A Tren de Aragua leader is killed in a joint strike, U.S. and Venezuela say
A joint strike by the United States and Venezuela deals a blow to a syndicate the Trump administration has blamed for an influx of violent crime and illicit drugs.

A joint strike by the United States and Venezuela killed a leader of the Tren de Aragua transnational gang, President Donald Trump and officials in both countries said Friday, dealing a blow to a syndicate the Trump administration has blamed for an influx of violent crime and illicit drugs.
The strike took place this past week alongside Venezuelan security forces, Defense Secretary Pete Hegseth said, without providing a precise date. He said it targeted a compound housing Hector Rusthenford Guerrero Flores, a founder of Tren de Aragua.
A statement from Venezuela’s communications ministry said the operation took place in Venezuela, in the southeast of the state of Bolívar. Hegseth and Venezuelan officials said Guerrero Flores had been killed in the strike.
Guerrero Flores, 43, was better known by the alias Niño Guerrero, meaning “warrior child.” He was wanted in the United States on federal charges of directing acts of terrorism, alongside other charges.
The CIA, which has dedicated expanded resources to Latin America during Trump’s second term, supplied the intelligence that led to the strike, according to a senior administration official, who spoke on condition of anonymity given the sensitivity of the operation.
Trump said on social media that the U.S. military’s Southern Command had conducted the strike at his direction as part of his pledge to dismantle foreign gangs. His administration designated Tren de Aragua as a foreign terrorist organization last year.
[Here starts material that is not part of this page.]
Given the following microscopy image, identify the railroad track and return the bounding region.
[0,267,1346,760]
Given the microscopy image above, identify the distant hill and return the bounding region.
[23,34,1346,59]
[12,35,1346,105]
Trump said the operation had been conducted with the Venezuelan government, which has become more cooperative with the United States since the United States captured former Venezuelan leader Nicolás Maduro and helped install a more pliant replacement, Delcy Rodríguez.
Trump posted a video of a building exploding and invoked the names of crime victims in Georgia and Texas, calling the operation “retribution” for their families.
Trump has often railed against the gang, using it to push his deportation agenda and to justify his military strikes on vessels purportedly ferrying illegal drugs from Venezuela to the United States. Critics have questioned whether Tren de Aragua has truly played the dangerous role that Trump says it has.
Gen. Francis L. Donovan, who leads U.S. Southern Command, thanked Venezuelan security forces in a social media post for their support in what he described as a joint operation.
The Venezuelan government said in a statement Friday that a combined operation had targeted organized crime structures. The operation was based on the exchange of intelligence between the two countries, the statement said.
Tren de Aragua originated as a prison gang in Venezuela in the mid-2000s and has since expanded across Latin America and several U.S. cities. The organization is one of the most notorious in the region, focused on sex trafficking, human smuggling and drugs, drawing intense scrutiny from U.S. law enforcement.
The Biden administration in 2024 issued a reward of up to $5 million for information leading to Guerrero Flores. He was charged last year in a New York federal court under the second Trump administration with racketeering, terrorism, drug importation and firearms offenses.